And 35, performing second time shift correction and third time shift correction on the first PS wave initial CIP gather to obtain a first PS wave updated CIP gather.
In some possible implementations, the second time shift correction can be performed on the first PS-wave initial CIP trace set by equation six as follows.
Wherein DeltaT C Is the time shift of converted wave, V c Is the velocity of the converted wave, x s Is half of the offset distance of SS wave, V s Is the velocity of the S wave.
Wherein V is s Can be expressed by the following formula seven.
In some possible implementations, the third time shift correction may be performed on the first PS-wave initial CIP trace set after the second time shift correction by the following formula eight, to obtain a first PS-wave updated CIP trace set.
Wherein T is PS0 Is PS wave self-excitation self-time, V C The following formula nine can be used.
And 36, performing root mean square velocity analysis on the first PS wave updated CIP gather to obtain a target gamma model.
After the second time shift correction and the third time shift correction, performing root mean square velocity analysis on the corrected first PS wave update CIP trace set, and obtaining updated V according to the following formula ten C And update T pp0 And T ps0 And obtaining a target gamma model.
Wherein T is ps0 Is self-excitation time of PS wave, T pp0 Is the PP wave self-excitation self-time, i and j are the time sequences of the PP wave and PS wave T0 time domain, respectively.
In some embodiments, in step S40, a PS wave target CIP trace set may be obtained from the P wave target offset velocity model and the target γ model by the following substeps.
And 41, dividing the seismic source into a plurality of sector areas at the imaging points according to a preset rule.
Step 41 is similar to the step of step 21 and will not be described again here.
And 42, respectively determining a second PS wave sub CIP gather according to the P wave target offset velocity model and the target gamma model in each fan-shaped region.
First, an initial PS-wave sub CIP trace set may be generated from the P-wave target offset velocity model and the target gamma model, respectively.
Then, performing time shift correction on the initial PS-wave sub-CIP trace set to obtain a second PS-wave sub-CIP trace set.
The step of performing time shift correction on the initial PS-wave CIP trace set may be referred to as step 33 and step 35, and the corresponding formulas are formula four, formula six and formula eight, respectively. And will not be described in detail herein.
Step 43, dividing the second PS-wave sub-CIP trace set into a first offset PS sub-trace set and a second offset PS sub-trace set according to a preset offset threshold.
For example, a gather with an offset in the second PS-wave sub-CIP gather less than a preset offset threshold may be used as the first offset PS-sub-gather, and a gather with an offset in the second PS-wave sub-CIP gather greater than or equal to the preset offset threshold may be used as the second offset PS-sub-gather.

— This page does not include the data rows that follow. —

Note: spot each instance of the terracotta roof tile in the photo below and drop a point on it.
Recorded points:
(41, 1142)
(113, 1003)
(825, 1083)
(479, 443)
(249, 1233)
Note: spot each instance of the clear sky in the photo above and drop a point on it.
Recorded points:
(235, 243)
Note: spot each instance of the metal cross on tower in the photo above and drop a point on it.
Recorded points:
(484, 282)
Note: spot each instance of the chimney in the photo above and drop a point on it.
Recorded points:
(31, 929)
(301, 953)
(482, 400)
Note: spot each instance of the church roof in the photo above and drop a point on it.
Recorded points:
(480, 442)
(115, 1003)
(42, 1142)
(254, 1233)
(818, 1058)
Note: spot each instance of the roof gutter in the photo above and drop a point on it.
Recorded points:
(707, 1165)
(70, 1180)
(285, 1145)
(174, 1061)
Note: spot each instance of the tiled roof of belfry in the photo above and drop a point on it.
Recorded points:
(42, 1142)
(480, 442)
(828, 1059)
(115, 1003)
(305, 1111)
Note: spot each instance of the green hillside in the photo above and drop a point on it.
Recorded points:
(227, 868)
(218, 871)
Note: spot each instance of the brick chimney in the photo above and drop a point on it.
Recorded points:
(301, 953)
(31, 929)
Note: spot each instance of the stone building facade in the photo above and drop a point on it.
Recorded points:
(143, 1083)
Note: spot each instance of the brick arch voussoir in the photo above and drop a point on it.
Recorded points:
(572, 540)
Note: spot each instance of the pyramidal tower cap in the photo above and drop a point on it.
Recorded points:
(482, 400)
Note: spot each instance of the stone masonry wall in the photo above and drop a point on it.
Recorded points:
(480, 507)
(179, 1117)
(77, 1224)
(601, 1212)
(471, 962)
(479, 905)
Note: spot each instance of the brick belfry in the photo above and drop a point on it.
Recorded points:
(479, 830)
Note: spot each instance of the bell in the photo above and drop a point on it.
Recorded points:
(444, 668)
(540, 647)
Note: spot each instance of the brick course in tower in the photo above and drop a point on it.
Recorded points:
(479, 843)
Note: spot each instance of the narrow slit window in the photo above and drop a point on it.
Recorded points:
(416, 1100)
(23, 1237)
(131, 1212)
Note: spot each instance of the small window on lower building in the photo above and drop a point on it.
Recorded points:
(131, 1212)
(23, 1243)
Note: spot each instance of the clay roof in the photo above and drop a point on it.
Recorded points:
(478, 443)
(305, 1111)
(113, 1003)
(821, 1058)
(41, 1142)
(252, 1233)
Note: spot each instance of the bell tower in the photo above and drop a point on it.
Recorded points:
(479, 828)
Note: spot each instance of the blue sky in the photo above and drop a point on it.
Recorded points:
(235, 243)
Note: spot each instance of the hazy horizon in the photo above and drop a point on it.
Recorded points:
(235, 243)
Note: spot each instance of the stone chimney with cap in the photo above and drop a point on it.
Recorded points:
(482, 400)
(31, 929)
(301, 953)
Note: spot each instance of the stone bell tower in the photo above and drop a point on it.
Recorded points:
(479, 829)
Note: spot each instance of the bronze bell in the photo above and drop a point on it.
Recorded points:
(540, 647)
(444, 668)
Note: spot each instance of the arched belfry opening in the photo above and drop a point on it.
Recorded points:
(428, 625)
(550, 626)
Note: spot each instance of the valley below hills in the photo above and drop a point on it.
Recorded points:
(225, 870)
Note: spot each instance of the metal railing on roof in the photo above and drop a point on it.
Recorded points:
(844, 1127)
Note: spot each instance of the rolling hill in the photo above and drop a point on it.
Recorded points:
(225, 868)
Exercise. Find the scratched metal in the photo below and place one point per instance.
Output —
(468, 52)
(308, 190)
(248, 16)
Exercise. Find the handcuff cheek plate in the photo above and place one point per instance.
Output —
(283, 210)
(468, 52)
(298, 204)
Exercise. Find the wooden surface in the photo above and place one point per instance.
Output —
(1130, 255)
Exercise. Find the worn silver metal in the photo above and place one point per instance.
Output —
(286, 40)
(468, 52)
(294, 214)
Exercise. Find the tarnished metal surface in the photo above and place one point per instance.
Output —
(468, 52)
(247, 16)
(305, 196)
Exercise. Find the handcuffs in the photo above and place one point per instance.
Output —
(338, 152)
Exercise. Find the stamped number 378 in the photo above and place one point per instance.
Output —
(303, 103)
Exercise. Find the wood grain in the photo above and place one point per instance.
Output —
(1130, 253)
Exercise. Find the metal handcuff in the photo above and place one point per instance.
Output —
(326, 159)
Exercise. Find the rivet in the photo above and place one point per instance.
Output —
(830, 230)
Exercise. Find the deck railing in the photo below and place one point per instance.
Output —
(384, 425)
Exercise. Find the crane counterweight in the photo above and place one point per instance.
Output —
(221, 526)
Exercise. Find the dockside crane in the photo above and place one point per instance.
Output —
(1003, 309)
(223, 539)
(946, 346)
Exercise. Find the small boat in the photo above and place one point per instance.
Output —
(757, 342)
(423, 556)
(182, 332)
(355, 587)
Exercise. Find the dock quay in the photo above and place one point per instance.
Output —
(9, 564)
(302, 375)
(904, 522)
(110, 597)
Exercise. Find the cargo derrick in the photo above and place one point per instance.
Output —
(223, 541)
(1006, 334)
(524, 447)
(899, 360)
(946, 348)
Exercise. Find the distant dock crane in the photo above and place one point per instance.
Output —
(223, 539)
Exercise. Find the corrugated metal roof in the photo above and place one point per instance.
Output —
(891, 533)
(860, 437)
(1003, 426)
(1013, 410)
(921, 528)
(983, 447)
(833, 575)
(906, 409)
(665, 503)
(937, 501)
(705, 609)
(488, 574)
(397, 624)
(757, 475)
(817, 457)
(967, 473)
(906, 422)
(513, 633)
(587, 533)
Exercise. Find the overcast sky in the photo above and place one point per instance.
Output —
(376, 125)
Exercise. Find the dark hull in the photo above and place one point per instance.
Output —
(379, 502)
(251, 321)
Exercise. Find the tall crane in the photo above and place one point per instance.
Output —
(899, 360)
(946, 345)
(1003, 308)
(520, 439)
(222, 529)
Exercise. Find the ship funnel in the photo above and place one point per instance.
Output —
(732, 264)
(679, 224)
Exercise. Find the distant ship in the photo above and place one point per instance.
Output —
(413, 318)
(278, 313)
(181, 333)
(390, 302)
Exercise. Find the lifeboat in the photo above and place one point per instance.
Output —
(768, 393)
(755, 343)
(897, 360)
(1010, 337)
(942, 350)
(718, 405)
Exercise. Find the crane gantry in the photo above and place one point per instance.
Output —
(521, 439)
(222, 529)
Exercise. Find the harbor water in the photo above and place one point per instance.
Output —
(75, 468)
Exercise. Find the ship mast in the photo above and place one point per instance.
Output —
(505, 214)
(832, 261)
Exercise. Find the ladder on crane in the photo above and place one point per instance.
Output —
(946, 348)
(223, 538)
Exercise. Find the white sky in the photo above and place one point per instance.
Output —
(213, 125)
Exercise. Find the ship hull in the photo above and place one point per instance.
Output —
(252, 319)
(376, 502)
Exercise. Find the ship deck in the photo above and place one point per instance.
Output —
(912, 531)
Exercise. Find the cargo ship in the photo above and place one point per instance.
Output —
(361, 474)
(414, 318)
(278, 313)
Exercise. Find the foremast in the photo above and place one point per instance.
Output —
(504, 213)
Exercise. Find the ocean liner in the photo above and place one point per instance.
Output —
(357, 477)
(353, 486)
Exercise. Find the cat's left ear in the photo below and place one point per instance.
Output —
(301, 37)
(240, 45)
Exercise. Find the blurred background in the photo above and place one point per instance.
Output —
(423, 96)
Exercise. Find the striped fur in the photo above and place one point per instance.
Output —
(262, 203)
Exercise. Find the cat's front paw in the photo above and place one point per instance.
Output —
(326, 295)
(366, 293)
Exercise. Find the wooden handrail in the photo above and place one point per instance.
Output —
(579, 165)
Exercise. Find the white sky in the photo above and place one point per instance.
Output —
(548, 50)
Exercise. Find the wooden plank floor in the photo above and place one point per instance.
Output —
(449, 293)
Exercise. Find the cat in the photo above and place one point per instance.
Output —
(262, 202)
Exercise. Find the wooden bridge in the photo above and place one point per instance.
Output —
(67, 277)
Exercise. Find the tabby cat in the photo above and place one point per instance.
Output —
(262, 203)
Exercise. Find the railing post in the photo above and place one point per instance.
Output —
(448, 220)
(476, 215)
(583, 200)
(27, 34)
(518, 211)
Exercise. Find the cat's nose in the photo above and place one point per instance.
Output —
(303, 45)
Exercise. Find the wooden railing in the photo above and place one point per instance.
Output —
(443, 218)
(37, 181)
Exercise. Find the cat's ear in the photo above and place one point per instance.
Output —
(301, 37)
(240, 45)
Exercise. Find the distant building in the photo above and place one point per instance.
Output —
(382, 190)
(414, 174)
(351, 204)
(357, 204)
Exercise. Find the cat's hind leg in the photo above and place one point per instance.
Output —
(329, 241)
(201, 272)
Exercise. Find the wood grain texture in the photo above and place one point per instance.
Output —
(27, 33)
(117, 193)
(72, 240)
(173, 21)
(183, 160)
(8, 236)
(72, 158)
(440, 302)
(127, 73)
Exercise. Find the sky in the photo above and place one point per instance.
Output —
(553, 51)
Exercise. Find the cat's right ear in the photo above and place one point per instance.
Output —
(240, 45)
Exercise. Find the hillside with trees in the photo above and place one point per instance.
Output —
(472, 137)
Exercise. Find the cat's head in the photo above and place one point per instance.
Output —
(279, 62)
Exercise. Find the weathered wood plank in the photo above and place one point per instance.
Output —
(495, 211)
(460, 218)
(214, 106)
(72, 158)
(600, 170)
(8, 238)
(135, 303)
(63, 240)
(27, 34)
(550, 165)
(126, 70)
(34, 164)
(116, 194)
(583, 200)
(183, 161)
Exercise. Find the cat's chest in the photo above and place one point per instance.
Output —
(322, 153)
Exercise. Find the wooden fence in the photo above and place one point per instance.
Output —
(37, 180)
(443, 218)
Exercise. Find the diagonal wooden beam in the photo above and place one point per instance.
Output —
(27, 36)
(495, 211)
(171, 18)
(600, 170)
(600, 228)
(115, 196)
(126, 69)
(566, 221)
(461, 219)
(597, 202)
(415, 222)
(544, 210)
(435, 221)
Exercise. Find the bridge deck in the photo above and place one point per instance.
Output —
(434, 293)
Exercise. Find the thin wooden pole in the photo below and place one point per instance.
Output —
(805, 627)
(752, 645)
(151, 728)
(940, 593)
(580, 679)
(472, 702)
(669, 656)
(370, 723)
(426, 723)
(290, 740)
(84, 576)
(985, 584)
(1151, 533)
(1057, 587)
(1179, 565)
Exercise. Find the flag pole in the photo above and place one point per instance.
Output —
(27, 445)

And step 44, respectively obtaining a first converted wave model and a second converted wave model according to the first offset PS sub-track set and the second offset PS sub-track set.
In some possible implementations, root mean square velocity analysis is performed on the first offset PS sub-track set and the second offset PS sub-track set respectively to obtain a first converted wave model and a second converted wave model, which are respectively used by V C And V' c And (3) representing.
And 45, performing anisotropic correction of the uplink S wave on the second PS wave sub CIP gather corresponding to each sector area according to the first converted wave model and the second converted wave model, and superposing the corrected second PS wave sub CIP gather to obtain a PS wave target CIP gather.
In some possible implementations, the first transformed wave model V may be C And a second converted wave model V' c Substituting formula seven to obtain V s And V' S And the S-wave anisotropy parameter is obtained according to the following formula eleven.
And carrying out the anisotropic correction of the uplink S wave on the second PS wave sub CIP gather corresponding to each sector area according to the S wave anisotropic parameter and the following formula twelve.
And superposing the corrected second PS wave sub CIP trace set to obtain a corrected PS wave target CIP trace set.
In some embodiments, a PS wave imaging profile may be generated according to a PS wave target CIP trace set, and since the PS wave target CIP trace set is a PS wave CIP trace set after the effect of anisotropy of the downlink P wave and the uplink S wave is eliminated, by adopting the above technical solution, the travel time of the seismic wave can be decomposed into the sum of travel times of the downlink wave and the uplink wave, and by correcting the anisotropy effect through time shifting, the non-hyperbolic effect of the travel time of the PS wave in the VSP observation system is eliminated, and the effect of three-dimensional VSP imaging can be improved.
Fig. 7 is a schematic flow chart of another method for three-dimensional VSP imaging according to an embodiment of the present application, where, as shown in fig. 7, the method for three-dimensional VSP imaging may further include:
and S50, performing fast and slow transverse wave separation on the PS wave imaging profile to obtain a target imaging profile.
When an S wave propagates in an anisotropic medium for developing a crack, the S wave splits into two mutually perpendicular polarized components and propagates at different speeds, one is a fast transverse wave with a polarization direction parallel to the crack, the other is a slow transverse wave with a polarization direction perpendicular to the crack, and the in-phase axis on the gather shows a cosine characteristic due to the time difference between the fast transverse wave and the slow transverse wave. The slow and fast transverse waves, if not separated, may cause offset artefacts. The trace sets after the fast and slow transverse waves are separated are flat and straight in phase axis, the imaging quality of the section can be further improved, and the time delay effect of the fast and slow transverse waves can be further utilized to predict crack information.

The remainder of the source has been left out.